Gilles Deleuze lo ha definito il più grande film irlandese e non si può non essere d'accordo con una simile definizione. Si tratta forse del mio cortometraggio preferito(e certamente del più significativo mai visto).
Descriverne la trama è relativamente semplice: un uomo - Buster Keaton - cerca di nascondersi dalla vista altrui, sia quest'altro un uomo, un animale o un oggetto inanimato.
Questo perché "esse est percepi", essere è essere percepiti, quindi è necessario occultarsi alla vista altrui per cessare d'essere. Questo riprende il concetto del filosofo Berkeley, secondo cui noi esistiamo fintantoché esiste qualcuno a percepirci.
Ma è un tentativo fallimentare quello di oscurarsi del tutto: il protagonista alla fine, dopo essersi sbarazzato d'ogni oggetto, perfino delle foto(del suo passato)e delle immagini sacre(Dio vede tutto), resta solo con se stesso ed è inevitabile il confronto con il proprio Io(che è la macchina da presa, alternativamente: il protagonista ha un occhio bendato, perché l'altro è rappresentato dalla cinepresa, monoculare).
Il fatto che Keaton interpreti questo personaggio - nonostante è risaputo che la sua scelta fu frutto di precedenti rifiuti da parte di altri attori - rende alla perfezione il contesto filosofico di questo cortometraggio.

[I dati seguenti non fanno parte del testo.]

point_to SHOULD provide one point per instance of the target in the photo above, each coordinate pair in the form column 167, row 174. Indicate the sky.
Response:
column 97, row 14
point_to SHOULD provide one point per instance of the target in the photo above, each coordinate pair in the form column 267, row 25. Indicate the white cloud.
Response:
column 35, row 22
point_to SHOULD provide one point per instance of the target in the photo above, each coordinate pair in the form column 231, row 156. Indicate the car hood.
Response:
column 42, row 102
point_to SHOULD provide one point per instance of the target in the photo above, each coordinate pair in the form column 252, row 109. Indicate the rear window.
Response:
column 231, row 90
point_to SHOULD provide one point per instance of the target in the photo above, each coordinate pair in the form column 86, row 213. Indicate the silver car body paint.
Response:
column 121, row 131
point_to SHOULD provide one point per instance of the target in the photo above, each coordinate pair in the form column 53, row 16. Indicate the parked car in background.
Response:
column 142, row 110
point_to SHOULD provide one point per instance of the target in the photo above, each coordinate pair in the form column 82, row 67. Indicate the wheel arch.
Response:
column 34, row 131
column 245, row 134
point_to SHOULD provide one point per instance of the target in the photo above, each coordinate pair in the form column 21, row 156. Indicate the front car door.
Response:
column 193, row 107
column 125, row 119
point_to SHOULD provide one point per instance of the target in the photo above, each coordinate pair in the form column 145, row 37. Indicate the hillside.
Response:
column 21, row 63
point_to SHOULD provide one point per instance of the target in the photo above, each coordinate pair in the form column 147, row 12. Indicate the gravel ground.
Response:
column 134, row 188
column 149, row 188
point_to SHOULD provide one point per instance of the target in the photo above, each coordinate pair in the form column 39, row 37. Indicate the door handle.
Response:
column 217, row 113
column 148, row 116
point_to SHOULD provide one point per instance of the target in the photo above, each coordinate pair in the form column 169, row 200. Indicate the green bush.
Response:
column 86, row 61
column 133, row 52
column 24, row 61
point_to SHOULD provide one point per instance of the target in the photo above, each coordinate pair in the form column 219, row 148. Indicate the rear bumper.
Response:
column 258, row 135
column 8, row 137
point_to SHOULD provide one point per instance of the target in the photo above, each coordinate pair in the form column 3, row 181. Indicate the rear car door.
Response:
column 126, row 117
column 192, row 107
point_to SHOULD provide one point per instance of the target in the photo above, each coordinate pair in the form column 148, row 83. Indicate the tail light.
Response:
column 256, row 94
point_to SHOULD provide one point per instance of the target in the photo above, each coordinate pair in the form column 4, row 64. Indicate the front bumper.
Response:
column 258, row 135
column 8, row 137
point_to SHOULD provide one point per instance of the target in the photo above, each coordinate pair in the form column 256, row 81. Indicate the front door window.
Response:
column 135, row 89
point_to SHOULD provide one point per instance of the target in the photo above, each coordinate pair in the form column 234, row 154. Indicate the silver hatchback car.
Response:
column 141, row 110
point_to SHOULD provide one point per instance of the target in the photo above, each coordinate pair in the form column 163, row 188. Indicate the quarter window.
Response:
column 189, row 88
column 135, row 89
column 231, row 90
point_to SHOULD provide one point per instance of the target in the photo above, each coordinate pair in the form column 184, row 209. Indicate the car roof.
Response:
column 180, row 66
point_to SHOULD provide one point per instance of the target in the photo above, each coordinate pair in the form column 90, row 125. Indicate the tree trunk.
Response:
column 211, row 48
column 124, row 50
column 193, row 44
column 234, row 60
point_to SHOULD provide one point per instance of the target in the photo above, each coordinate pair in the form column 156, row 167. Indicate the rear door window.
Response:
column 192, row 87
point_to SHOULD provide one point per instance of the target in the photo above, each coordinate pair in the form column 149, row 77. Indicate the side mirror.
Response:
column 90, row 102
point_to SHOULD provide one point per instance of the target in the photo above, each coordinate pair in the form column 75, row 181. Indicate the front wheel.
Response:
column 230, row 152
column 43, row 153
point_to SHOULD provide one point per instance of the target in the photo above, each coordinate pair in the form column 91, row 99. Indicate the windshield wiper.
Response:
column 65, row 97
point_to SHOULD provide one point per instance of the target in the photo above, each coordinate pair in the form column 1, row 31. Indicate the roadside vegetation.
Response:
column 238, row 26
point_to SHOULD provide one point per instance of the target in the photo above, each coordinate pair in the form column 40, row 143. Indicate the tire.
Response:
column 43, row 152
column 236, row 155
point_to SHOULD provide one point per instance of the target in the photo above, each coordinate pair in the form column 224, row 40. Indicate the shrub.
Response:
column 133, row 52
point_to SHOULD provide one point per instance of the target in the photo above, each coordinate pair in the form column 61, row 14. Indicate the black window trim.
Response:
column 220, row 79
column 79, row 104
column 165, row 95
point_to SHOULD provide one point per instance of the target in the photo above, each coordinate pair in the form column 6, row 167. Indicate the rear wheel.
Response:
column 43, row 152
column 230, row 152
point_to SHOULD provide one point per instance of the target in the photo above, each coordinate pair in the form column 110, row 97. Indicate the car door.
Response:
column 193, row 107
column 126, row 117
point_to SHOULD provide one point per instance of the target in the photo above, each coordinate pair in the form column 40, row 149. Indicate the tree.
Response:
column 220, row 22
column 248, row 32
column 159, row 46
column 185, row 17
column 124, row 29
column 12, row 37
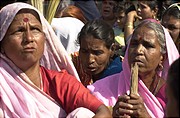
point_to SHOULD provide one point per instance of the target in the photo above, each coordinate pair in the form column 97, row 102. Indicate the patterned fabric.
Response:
column 114, row 67
column 85, row 78
column 109, row 88
column 55, row 56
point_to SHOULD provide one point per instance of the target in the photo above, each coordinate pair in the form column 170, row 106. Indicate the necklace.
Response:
column 155, row 85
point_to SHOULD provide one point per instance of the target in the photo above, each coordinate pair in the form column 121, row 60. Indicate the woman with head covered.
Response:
column 152, row 48
column 34, row 82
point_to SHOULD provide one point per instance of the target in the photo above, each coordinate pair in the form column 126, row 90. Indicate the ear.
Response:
column 163, row 57
column 113, row 48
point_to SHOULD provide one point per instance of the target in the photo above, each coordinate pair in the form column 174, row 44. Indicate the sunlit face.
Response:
column 144, row 49
column 94, row 55
column 24, row 41
column 172, row 104
column 107, row 9
column 144, row 11
column 173, row 26
column 121, row 19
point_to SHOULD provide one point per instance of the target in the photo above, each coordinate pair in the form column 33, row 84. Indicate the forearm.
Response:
column 103, row 112
column 129, row 26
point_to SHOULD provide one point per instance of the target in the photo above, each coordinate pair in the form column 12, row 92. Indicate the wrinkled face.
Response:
column 172, row 104
column 144, row 11
column 121, row 19
column 173, row 26
column 144, row 49
column 107, row 9
column 24, row 41
column 94, row 55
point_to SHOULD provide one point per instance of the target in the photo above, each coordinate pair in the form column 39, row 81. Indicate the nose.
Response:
column 139, row 49
column 28, row 36
column 91, row 59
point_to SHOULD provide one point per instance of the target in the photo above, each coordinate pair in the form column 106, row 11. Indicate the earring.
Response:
column 160, row 67
column 2, row 51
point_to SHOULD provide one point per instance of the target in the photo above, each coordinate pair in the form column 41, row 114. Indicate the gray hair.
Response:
column 154, row 25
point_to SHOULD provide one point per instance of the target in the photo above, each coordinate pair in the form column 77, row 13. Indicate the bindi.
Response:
column 25, row 19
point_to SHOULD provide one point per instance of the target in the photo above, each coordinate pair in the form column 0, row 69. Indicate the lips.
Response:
column 91, row 69
column 29, row 49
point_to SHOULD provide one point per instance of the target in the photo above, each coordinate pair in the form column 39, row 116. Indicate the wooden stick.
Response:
column 134, row 79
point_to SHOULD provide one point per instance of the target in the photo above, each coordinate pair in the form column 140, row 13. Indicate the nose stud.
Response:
column 25, row 19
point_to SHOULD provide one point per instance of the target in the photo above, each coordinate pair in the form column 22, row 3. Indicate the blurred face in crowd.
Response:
column 172, row 24
column 145, row 11
column 121, row 19
column 94, row 55
column 24, row 40
column 107, row 9
column 144, row 49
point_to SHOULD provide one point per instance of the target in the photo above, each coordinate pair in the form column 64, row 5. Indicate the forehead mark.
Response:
column 25, row 19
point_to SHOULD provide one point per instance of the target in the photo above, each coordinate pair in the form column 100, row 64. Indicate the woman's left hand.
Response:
column 138, row 108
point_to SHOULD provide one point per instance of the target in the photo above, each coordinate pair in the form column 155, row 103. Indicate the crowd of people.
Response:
column 81, row 64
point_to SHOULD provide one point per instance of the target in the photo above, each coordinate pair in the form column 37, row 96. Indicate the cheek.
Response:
column 103, row 60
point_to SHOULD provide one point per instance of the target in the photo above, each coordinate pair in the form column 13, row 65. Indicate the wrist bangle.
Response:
column 129, row 23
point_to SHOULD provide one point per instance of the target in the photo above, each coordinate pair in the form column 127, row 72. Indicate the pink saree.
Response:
column 19, row 97
column 109, row 88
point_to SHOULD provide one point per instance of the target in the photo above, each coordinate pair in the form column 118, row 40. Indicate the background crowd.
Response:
column 74, row 58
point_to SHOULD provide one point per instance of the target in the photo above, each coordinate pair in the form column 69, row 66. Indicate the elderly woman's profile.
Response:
column 153, row 50
column 37, row 77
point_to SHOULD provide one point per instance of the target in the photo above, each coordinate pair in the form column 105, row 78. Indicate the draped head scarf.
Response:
column 18, row 96
column 109, row 88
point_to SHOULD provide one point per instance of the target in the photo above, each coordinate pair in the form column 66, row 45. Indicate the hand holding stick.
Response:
column 134, row 79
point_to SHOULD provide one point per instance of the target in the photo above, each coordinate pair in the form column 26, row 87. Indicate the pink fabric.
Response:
column 55, row 56
column 109, row 88
column 17, row 92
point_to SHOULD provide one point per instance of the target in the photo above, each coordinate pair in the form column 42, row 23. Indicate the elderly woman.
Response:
column 152, row 48
column 31, row 57
column 96, row 58
column 171, row 21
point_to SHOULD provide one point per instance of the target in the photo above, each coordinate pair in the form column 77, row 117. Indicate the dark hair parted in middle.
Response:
column 99, row 29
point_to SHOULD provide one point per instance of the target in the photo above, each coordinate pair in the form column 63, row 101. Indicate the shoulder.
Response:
column 62, row 75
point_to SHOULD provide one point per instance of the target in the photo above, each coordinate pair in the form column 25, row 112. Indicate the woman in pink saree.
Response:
column 34, row 70
column 152, row 48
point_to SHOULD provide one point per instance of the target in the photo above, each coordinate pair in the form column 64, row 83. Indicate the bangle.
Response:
column 129, row 26
column 129, row 23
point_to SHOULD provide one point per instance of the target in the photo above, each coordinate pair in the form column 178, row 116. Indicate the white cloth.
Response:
column 67, row 30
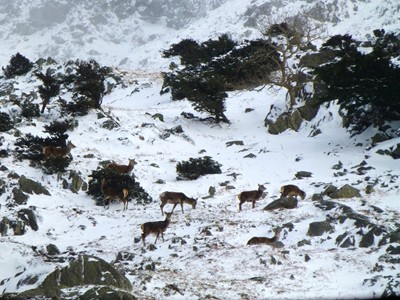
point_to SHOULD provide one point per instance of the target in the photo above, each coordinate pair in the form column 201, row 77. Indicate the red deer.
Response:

Al di là della comicità di Keaton, la più adeguata ad interpretare questa parte, vi è infatti il punto principale su cui è basata quest'opera.

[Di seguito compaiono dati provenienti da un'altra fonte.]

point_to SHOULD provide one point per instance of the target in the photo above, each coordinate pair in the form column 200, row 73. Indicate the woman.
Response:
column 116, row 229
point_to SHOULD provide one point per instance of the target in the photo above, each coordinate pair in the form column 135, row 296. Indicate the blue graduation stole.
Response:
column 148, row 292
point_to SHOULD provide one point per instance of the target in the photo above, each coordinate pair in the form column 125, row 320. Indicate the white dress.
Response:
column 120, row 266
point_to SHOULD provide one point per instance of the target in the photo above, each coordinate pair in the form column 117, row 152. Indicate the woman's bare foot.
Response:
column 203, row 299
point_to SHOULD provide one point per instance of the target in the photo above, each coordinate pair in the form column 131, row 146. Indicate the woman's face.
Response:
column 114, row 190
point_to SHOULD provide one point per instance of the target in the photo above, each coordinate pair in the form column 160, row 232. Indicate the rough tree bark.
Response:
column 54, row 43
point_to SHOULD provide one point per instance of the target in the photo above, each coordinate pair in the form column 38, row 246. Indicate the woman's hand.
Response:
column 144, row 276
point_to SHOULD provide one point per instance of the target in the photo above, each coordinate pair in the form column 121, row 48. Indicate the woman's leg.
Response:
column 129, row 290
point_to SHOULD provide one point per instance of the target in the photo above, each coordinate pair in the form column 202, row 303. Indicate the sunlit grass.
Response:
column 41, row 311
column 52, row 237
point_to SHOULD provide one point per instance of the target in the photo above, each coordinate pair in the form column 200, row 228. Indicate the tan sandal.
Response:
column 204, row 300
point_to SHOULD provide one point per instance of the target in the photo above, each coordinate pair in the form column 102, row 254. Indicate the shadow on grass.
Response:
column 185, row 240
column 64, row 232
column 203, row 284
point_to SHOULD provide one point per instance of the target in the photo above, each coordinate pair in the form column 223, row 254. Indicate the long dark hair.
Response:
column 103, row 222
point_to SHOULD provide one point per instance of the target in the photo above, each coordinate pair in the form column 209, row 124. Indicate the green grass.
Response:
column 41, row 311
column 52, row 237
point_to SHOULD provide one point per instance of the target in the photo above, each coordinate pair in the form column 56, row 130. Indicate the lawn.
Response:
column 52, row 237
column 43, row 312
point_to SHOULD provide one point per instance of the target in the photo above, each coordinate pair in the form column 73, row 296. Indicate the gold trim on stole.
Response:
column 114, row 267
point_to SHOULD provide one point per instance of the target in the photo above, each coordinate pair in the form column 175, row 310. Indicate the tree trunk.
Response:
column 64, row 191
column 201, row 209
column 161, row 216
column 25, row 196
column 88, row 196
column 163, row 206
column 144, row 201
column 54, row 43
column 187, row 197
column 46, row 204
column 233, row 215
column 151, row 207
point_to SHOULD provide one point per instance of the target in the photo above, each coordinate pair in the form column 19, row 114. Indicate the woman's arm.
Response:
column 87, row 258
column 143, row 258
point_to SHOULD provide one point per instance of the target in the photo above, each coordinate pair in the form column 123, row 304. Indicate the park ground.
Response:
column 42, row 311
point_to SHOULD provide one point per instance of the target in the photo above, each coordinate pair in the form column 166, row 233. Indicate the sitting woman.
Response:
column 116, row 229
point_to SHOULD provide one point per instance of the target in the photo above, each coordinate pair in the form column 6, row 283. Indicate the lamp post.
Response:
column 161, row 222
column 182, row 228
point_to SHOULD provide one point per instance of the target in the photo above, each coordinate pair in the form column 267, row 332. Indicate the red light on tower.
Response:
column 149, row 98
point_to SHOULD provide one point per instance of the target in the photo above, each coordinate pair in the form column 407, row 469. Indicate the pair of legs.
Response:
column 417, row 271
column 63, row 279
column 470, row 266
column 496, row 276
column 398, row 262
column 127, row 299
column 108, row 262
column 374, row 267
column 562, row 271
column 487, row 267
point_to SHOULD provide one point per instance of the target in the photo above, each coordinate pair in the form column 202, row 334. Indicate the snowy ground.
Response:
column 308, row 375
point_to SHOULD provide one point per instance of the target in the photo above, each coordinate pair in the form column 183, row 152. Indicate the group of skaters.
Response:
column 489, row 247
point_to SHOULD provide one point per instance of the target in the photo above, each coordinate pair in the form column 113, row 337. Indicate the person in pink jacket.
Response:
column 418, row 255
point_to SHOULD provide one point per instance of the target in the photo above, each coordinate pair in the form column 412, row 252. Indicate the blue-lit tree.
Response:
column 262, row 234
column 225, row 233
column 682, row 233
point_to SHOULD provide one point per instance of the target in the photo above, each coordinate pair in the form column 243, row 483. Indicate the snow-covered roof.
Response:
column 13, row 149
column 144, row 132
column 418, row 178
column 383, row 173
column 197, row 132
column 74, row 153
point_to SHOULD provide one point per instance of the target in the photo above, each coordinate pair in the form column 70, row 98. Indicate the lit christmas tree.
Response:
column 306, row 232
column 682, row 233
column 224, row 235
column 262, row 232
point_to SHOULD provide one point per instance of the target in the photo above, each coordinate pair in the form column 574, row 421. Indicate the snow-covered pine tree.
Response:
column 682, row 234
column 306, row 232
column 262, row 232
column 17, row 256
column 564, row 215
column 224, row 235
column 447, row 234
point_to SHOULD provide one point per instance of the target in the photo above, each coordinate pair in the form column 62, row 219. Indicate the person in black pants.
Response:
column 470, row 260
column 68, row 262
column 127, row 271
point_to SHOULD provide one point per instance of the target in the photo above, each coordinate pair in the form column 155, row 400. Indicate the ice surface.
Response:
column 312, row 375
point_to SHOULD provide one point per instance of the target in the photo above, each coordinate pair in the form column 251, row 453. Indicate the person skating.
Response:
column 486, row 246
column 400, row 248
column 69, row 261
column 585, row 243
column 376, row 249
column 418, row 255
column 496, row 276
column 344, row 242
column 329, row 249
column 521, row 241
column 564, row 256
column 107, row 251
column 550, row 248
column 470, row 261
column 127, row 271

Buster Keaton, grandissimo attore del cinema muto(a mio avviso anni luce superiore al melodrammatico, moralista e nostalgico Chaplin), fu rovinato dall'avvento del sonoro, fallì e la sua vita amara non superò di molti anni la realizzazione di "Film". Accettò questo incarico inconsapevole del valore di quest'opera, solo per ragioni economiche. Anni prima, nel 1950, avrà anche un cammeo nel capolavoro di Wilder, Viale del tramonto.

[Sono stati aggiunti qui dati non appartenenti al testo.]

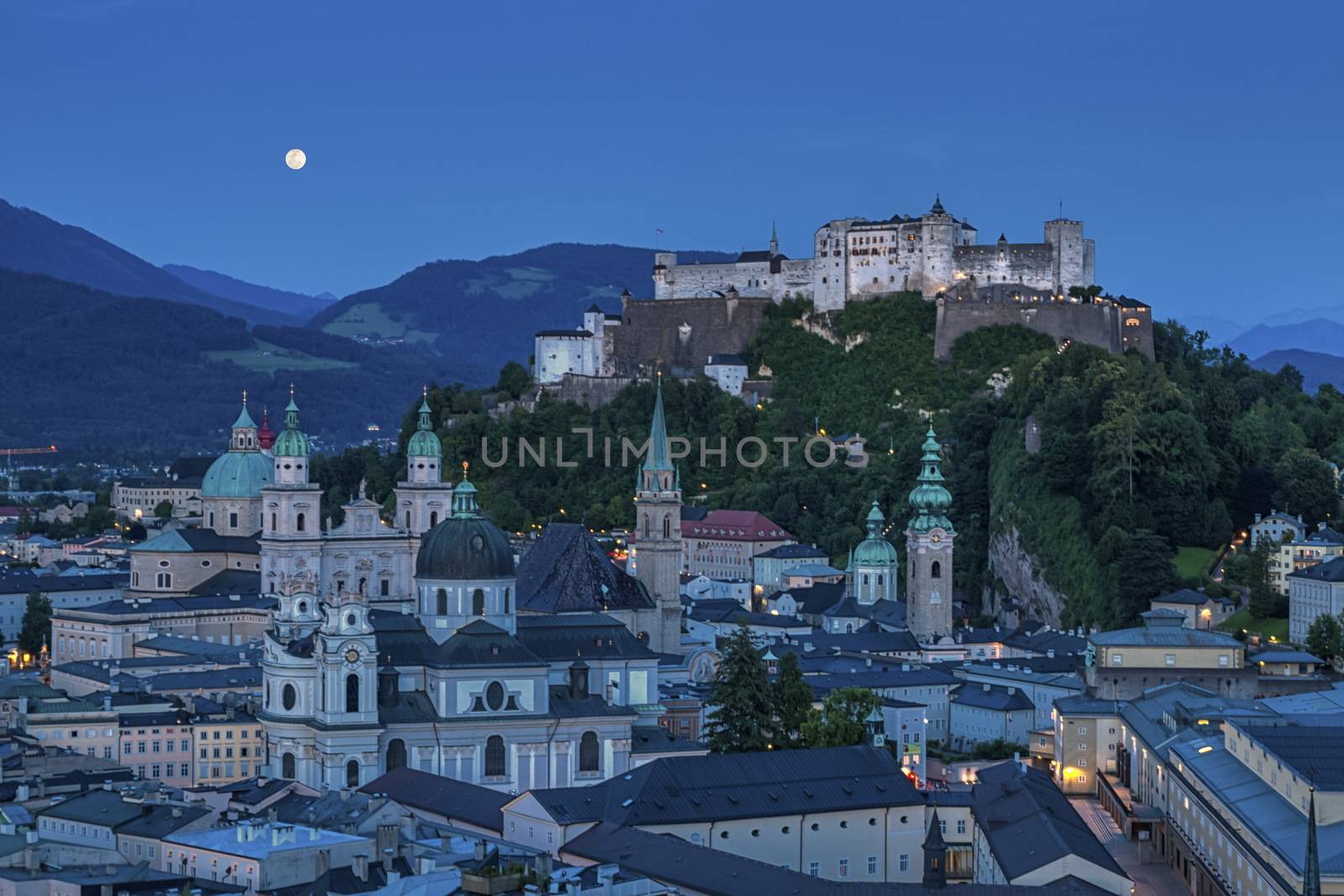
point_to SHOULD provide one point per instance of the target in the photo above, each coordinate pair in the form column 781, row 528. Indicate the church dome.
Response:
column 875, row 550
column 237, row 474
column 423, row 443
column 465, row 546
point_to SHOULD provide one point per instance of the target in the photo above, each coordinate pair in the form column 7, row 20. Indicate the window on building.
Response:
column 495, row 765
column 591, row 758
column 396, row 754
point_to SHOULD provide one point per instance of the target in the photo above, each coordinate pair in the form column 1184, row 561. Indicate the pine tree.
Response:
column 1263, row 600
column 741, row 699
column 792, row 701
column 842, row 719
column 1326, row 637
column 37, row 624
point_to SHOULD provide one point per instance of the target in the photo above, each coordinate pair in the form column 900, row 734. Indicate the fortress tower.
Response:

Così il cortometraggio diviene anche l'impossibilità da parte di questo grande attore di fuggire da se stesso e dal proprio passato e, dunque, di sfuggire al co-protagonista di questo cortometraggio: la macchina da presa.
Dunque vi è il protagonista che fugge, inseguito, e l'antagonista, proiezione del protagonista stesso, la m.d.p. che insegue l'obiettivo, riuscendo alla fine ad avere la meglio. Il film si apre e si chiude con il dettaglio dell'occhio di Keaton... che alla fine si chiude.
Un saggio sulla visione(il titolo in origine doveva essere "The eye"), sul voyeurismo e sulla ricerca del non-essere, illustrando l'impossibilità di occultarsi alla propria stessa percezione. Ed è anche divertente, anche se indubbiamente non è per tutti. Può essere letto a diversi livelli, è immediato il significato(anche lo stesso Beckett lo ha spiegato), ma coglierne le diverse sfumature ed implicazioni filosofiche è estremamente complesso.